The supercomputer, disclosed Tuesday at an industry event in South Korea, includes 96 AMD Instinct MI100 GPUs, each of which are loaded with a processing-in-memory (PIM) chip, a new kind of memory technology that reduces the amount of data that needs to move between the CPU and DRAM.
Choi Chang-kyu, the head of the AI Research Center at Samsung Electronics Advanced Institute of Technology, reportedly said the cluster was able to train the Text-to-Test Transfer Transformer (T5) language model developed by Google 2.5 times faster while using 2.7 times less power compared to the same cluster configuration that didn’t use the PIM chips.
“It is the only one of its kind in the world,” Choi said.
…
One big reason why the PIM-powered supercomputer has so much horsepower is that each PIM chip uses high-bandwidth memory (HBM), which the industry is increasingly turning to for handling high-performance computing and AI workloads. …
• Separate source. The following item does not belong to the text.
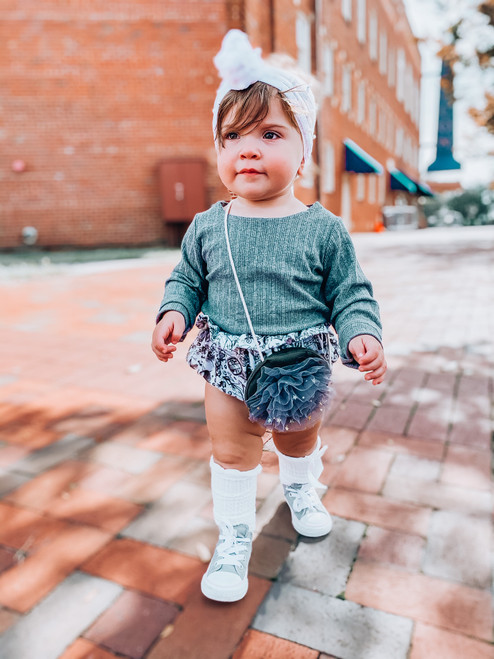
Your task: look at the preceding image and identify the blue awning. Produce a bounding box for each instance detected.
[343,138,384,174]
[389,169,417,194]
What makes Samsung HBM-PIM chips different from HBM implementations by other companies is that each memory bank on the PIM chip includes a processing unit inside. This, according to the South Korean electronics giant, reduces bottlenecks associated with moving data between the CPU and memory by shifting some of the computation inside the memory itself.
Samsung hopes to spur adoption of its PIM chips in the industry by creating software that will allow organizations to use the tech in an integrated software environment. To do this, it’s relying on SYCL, a royalty-free, cross-architecture programming abstraction layer that happens to underpin Intel’s implementation of C++ for its oneAPI parallel programming model.